# Voip!



## Mechanicaldawg (Jan 26, 2005)

Well, after a couple of months of research, I've taken the plunge and made some big changes in the services in my home.

After a considerable rate increase by Monroe Network Utilities on my cable bill I have dumped them and replaced them with Digital Comcast.

I've also replaced Alltel DSL "Lite" with Comcast DSL and am turning off my Alltel land line and replacing it with Vonage VOIP.

Theoretically, I should have my channels with better quality and much faster internet service along with unlimited long distance while saving about $65 net in the deal.

It should all be up and running by Friday evening!

I'll report back after I've tried it out a spell.


----------



## Mechanicaldawg (Jan 29, 2005)

I got all the changes made today and so far so good!

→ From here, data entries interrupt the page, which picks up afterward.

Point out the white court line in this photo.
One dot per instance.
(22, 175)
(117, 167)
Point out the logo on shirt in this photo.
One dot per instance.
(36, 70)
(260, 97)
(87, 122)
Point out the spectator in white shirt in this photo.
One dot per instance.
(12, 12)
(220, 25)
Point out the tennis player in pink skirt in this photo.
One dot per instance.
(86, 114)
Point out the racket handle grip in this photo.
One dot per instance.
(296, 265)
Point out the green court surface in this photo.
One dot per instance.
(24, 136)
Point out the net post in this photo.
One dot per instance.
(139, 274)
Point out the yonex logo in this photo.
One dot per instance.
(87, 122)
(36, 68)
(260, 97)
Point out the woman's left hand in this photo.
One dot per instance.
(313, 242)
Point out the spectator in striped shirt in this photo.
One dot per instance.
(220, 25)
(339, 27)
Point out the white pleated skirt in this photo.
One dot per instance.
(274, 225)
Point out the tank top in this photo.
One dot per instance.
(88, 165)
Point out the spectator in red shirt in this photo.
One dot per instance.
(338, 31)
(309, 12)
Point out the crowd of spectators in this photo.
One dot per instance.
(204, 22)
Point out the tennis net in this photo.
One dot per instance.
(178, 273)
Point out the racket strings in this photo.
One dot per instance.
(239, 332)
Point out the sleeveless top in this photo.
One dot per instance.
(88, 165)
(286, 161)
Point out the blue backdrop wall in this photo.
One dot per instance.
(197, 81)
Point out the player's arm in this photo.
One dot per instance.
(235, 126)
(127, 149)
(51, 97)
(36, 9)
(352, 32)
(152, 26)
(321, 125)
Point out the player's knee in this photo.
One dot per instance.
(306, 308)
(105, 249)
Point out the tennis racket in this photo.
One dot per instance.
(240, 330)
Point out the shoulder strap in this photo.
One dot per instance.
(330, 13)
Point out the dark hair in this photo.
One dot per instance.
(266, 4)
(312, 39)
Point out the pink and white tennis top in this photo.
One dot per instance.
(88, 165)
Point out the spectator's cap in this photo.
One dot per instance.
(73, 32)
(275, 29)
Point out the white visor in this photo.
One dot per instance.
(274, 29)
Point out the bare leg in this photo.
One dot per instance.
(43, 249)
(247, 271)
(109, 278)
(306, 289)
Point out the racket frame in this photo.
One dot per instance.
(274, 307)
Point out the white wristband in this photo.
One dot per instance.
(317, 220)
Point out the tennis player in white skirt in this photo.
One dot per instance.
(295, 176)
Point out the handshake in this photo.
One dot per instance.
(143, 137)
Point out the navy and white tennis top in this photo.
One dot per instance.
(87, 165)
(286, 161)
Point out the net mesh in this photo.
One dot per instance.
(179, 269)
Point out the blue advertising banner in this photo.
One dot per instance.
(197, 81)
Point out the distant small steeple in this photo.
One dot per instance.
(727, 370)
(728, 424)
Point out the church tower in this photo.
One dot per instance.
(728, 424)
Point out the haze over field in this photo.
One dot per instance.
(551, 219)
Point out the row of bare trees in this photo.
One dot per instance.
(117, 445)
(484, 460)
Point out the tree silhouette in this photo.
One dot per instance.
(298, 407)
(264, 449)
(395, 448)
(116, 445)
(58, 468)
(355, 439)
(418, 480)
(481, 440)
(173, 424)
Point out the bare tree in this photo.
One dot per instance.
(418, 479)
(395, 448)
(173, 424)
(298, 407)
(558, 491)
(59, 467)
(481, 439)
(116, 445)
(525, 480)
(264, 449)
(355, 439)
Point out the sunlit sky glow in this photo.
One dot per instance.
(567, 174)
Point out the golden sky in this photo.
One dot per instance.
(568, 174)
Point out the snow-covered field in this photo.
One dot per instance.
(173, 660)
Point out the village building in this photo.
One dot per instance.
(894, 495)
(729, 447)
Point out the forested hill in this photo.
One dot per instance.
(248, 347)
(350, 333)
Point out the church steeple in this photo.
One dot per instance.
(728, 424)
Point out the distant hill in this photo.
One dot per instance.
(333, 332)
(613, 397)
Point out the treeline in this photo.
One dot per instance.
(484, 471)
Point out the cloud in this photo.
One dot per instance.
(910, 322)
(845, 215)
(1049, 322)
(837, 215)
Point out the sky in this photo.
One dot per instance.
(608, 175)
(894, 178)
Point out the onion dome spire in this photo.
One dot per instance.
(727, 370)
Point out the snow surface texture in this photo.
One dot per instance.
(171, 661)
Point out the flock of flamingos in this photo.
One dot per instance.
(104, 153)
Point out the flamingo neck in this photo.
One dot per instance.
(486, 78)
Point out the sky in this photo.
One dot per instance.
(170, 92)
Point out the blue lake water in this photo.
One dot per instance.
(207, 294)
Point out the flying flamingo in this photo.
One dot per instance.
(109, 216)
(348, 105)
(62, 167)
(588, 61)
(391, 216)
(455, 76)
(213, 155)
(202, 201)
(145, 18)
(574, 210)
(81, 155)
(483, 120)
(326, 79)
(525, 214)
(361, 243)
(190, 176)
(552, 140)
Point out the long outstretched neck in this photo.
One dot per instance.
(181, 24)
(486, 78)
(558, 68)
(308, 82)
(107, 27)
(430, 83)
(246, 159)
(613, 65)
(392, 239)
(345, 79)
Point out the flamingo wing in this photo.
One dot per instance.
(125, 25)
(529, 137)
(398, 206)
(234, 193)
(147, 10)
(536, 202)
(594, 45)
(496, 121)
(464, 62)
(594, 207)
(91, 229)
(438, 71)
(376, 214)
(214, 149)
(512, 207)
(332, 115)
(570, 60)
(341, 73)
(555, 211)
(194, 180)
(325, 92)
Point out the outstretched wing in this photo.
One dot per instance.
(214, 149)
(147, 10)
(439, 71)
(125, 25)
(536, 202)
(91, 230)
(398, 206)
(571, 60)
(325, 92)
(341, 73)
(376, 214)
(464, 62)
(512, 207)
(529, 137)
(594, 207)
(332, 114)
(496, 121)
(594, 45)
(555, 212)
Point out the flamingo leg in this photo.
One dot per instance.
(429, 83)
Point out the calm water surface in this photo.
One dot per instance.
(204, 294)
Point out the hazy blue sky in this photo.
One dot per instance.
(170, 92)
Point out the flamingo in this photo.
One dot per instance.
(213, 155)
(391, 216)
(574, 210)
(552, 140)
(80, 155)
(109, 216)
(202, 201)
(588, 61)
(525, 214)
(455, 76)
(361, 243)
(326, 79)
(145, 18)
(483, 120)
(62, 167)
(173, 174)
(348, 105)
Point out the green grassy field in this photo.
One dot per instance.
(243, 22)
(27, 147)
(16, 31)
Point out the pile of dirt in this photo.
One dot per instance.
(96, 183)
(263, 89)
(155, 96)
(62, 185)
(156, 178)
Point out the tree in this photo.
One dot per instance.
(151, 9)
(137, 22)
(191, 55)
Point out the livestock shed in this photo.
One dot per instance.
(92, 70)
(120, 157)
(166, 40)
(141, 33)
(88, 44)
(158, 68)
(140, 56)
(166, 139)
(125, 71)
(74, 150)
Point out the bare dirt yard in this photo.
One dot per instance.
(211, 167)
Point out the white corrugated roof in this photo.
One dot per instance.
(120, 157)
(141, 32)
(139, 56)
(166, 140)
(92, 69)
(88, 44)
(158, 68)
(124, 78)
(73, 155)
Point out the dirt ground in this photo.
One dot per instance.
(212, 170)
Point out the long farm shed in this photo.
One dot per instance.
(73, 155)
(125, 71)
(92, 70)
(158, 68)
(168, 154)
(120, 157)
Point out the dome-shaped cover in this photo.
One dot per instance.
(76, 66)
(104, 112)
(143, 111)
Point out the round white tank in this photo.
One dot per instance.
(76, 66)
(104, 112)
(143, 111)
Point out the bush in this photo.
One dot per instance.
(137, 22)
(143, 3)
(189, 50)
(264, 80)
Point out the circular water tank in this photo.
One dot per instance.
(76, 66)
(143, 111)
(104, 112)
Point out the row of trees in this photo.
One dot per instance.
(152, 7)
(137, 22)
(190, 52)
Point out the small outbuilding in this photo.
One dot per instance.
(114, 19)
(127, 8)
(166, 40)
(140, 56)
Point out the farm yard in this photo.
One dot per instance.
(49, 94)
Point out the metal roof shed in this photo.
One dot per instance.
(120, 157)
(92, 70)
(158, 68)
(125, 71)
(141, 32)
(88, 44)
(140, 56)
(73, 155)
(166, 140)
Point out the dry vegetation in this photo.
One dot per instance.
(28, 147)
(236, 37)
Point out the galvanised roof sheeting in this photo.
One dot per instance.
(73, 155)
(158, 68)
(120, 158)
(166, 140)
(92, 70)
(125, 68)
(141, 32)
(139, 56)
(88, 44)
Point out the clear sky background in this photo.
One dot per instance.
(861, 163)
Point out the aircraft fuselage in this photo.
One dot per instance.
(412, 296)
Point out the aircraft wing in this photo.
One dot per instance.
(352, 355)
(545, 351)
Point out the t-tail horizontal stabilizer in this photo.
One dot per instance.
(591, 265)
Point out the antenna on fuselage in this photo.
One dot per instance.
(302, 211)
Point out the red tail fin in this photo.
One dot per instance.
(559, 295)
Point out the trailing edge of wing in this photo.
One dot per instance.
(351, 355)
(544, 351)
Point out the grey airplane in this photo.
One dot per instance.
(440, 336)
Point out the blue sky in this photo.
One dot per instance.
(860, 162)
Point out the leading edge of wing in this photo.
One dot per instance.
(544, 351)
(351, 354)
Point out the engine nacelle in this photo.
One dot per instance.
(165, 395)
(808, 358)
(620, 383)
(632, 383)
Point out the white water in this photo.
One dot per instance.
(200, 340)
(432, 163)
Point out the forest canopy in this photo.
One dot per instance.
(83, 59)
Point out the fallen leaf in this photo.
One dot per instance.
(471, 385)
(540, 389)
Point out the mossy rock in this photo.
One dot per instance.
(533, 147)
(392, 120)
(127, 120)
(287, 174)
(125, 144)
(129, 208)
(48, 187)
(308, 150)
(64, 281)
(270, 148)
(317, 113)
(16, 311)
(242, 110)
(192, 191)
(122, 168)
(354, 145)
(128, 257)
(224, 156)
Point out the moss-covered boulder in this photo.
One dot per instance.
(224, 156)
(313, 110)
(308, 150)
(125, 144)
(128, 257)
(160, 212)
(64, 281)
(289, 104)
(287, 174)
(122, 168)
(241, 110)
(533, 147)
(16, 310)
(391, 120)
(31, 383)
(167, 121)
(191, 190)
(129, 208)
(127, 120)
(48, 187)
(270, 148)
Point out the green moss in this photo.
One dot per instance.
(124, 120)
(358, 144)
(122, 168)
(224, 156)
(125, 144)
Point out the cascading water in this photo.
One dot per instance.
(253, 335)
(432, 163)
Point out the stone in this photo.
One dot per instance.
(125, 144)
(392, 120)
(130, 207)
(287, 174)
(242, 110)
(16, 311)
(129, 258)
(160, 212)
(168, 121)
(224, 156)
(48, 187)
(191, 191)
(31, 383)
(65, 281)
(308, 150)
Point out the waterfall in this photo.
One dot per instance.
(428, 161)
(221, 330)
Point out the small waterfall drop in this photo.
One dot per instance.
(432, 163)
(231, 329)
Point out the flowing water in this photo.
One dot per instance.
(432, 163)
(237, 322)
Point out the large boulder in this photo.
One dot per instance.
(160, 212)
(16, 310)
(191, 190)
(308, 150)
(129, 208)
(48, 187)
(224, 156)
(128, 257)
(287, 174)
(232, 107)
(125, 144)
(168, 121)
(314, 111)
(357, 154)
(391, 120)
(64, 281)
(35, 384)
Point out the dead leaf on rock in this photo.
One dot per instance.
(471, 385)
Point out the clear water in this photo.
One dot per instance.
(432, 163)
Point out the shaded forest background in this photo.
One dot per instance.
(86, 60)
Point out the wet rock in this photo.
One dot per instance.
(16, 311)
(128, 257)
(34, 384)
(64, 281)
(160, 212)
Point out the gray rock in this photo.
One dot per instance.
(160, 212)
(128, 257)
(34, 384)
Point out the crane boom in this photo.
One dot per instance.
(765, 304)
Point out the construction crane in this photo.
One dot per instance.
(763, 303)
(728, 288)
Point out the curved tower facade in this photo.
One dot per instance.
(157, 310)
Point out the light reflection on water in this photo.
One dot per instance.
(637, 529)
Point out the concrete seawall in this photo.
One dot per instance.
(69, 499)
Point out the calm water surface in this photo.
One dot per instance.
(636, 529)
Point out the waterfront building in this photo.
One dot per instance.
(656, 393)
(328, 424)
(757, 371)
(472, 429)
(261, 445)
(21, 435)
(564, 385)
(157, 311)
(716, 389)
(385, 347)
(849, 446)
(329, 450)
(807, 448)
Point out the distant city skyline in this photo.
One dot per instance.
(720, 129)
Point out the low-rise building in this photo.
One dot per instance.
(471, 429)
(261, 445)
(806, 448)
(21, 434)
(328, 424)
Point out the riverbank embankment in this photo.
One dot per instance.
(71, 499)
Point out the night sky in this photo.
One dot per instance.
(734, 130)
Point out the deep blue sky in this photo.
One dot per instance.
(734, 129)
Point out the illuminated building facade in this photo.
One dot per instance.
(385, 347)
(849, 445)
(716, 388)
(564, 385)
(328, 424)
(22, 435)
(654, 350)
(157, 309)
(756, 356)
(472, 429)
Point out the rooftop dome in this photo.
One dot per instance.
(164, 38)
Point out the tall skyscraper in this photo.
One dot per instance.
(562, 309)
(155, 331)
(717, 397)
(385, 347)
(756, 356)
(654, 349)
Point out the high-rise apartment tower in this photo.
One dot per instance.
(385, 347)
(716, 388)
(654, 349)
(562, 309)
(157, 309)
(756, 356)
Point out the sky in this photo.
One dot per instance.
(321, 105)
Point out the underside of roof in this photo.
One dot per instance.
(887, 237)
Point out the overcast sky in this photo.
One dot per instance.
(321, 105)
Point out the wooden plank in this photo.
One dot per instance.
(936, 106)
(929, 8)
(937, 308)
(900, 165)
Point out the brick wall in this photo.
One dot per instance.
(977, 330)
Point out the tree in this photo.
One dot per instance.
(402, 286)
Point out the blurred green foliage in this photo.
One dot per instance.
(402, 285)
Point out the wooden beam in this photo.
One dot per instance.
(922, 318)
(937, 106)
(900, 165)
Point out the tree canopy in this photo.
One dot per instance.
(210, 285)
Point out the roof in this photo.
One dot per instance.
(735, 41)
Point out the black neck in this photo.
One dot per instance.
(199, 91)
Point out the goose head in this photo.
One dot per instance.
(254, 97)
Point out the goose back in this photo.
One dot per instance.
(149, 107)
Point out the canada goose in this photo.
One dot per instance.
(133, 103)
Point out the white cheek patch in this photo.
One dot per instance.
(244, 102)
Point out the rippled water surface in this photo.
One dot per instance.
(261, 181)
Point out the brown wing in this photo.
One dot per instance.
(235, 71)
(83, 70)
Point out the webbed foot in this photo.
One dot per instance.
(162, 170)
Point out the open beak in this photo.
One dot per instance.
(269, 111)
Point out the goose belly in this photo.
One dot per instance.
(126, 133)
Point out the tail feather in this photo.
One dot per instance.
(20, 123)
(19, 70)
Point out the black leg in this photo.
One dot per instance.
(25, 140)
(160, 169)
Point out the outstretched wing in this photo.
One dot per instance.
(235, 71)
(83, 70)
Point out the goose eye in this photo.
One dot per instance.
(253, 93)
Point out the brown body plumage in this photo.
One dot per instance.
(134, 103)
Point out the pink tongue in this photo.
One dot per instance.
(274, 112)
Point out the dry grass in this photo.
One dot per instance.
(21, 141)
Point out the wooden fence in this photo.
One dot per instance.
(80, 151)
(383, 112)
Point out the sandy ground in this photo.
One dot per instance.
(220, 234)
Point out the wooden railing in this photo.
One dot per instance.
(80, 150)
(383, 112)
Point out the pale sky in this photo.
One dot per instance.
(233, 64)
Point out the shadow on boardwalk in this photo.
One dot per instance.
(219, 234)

The sound quality over the phone is awesome! Much better than the old land line.


----------



## tknight (Jan 29, 2005)

where did you sign up, buy the vonage?  Best Buy?  Keeo your old number?  Have been wondering about that stuff.


----------



## Mechanicaldawg (Jan 30, 2005)

I signed up at vonage.com.

Wait a little while!

After a couple of short power outages yesterday, I'm experiencing some dail tone problems.


----------



## Mechanicaldawg (Jan 31, 2005)

OK! 

I got the problem worked out. The problem was on my end (go figure). When I disconected the landline from my house I failed to tie up the loose ends.

It is working very well now.

The only difference I can tell is that the volume and clarity are much better.

I had always dreaded taking calls form my dad because he always speaks soft and low and I'm 3/4 deaf. Now I can hear him more clearly than I can in person!


----------